Une touffeur de parfums généreux et alanguis : senteurs de fruits étalés, de carrelage rincé, d’exhalaisons nourricières, se mêle aux voix et aux jappements, dans l’écoulement rieur de la vie. 
Ô terre chérie de l’Eternité, où je retrouve en ton sein l’ardent plaisir d’aimer ; tu procures l’ivresse inestimable du cœur et la douce harmonie de l’âme, celles qui s’abreuvent comme un chant de Virgile, aux sources simples de la joie féconde. 
Des éclairs de rires d’enfants, des brisures d’appels répercutées dans le ressac des ruelles, se mêlent aux éclats réfractés des couleurs de l’été, brillant dans l’air comme des épées de soleil. 

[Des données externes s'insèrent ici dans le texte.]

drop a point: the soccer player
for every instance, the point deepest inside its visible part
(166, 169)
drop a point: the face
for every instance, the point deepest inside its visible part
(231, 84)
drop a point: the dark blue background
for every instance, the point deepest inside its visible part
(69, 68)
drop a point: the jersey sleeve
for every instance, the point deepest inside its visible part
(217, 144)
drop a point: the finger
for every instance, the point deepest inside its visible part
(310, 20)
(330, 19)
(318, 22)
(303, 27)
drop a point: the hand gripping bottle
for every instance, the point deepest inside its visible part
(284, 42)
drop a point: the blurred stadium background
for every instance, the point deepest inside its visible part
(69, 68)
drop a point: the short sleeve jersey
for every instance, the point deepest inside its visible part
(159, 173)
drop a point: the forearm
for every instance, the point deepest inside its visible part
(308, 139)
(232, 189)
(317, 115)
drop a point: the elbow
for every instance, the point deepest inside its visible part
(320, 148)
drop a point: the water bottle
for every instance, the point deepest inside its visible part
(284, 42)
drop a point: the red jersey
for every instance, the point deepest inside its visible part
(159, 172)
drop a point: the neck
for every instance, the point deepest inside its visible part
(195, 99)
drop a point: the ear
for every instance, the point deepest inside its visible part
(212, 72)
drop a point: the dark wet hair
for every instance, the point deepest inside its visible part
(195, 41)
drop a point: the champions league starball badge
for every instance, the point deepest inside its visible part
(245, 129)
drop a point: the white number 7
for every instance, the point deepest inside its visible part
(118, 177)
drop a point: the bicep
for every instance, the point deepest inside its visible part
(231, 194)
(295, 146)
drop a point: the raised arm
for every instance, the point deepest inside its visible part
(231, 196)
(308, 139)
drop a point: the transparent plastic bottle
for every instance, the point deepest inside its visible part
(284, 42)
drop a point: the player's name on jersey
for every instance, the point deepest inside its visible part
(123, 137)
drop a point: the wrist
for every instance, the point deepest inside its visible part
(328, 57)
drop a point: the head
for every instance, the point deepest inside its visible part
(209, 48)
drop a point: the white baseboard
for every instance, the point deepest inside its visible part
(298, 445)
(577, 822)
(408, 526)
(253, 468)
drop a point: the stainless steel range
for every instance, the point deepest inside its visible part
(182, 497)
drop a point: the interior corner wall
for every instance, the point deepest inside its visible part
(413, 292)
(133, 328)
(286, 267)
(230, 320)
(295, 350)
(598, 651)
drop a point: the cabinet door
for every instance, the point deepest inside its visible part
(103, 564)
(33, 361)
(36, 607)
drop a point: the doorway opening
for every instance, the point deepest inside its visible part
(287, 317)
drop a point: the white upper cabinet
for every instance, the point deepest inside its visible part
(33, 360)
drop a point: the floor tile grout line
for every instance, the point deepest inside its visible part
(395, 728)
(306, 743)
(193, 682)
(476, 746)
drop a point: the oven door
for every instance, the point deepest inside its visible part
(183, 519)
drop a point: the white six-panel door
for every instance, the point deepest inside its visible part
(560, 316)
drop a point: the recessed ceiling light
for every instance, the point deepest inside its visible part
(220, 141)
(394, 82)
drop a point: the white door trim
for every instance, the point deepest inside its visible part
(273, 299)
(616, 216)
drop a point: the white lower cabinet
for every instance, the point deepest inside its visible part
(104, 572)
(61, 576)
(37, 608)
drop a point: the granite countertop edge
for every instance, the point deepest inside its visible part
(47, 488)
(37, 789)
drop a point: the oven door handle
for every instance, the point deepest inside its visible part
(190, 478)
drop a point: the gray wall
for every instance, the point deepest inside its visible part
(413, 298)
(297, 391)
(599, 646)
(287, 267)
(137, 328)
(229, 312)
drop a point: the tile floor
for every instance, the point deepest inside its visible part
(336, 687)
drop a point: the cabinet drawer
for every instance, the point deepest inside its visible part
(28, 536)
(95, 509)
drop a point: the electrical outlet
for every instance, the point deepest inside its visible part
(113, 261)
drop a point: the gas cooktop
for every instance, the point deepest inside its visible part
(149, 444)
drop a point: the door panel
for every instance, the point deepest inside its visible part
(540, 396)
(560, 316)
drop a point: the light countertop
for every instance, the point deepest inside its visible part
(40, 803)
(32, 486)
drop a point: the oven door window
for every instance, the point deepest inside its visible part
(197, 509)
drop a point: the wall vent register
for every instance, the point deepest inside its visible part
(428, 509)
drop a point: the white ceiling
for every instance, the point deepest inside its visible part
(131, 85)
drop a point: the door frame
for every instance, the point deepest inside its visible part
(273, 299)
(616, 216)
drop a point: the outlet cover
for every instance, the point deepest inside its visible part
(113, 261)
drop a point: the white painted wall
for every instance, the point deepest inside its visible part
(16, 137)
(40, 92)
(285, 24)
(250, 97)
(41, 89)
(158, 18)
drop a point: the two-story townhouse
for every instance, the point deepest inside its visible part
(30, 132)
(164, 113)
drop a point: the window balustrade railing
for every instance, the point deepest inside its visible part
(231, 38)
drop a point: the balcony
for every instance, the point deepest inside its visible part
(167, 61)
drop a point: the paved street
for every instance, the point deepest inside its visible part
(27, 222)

Des treillis de lumière éclaboussant l’ambre chaude des tonnelles, les fruits mûrs emplissant lourdement les corbeilles, les cruches de terre buvant l’onde frémissante des fontaines, et ce sentiment de plénitude reposée où chaque instant, lentement, se love au creux du jour comme une perle d’eau irisée. 
Et chaque minute emporte les flots de ces perles, des millions de molécules éthérées d’où s’épanchent dans un jaillissement d’allégresse, les formes calmes de la vie. 
Reposant sur cette architecture triomphante de la mort, le temps inonde l’esprit des clartés pleines d’ornement d’un matin éternel.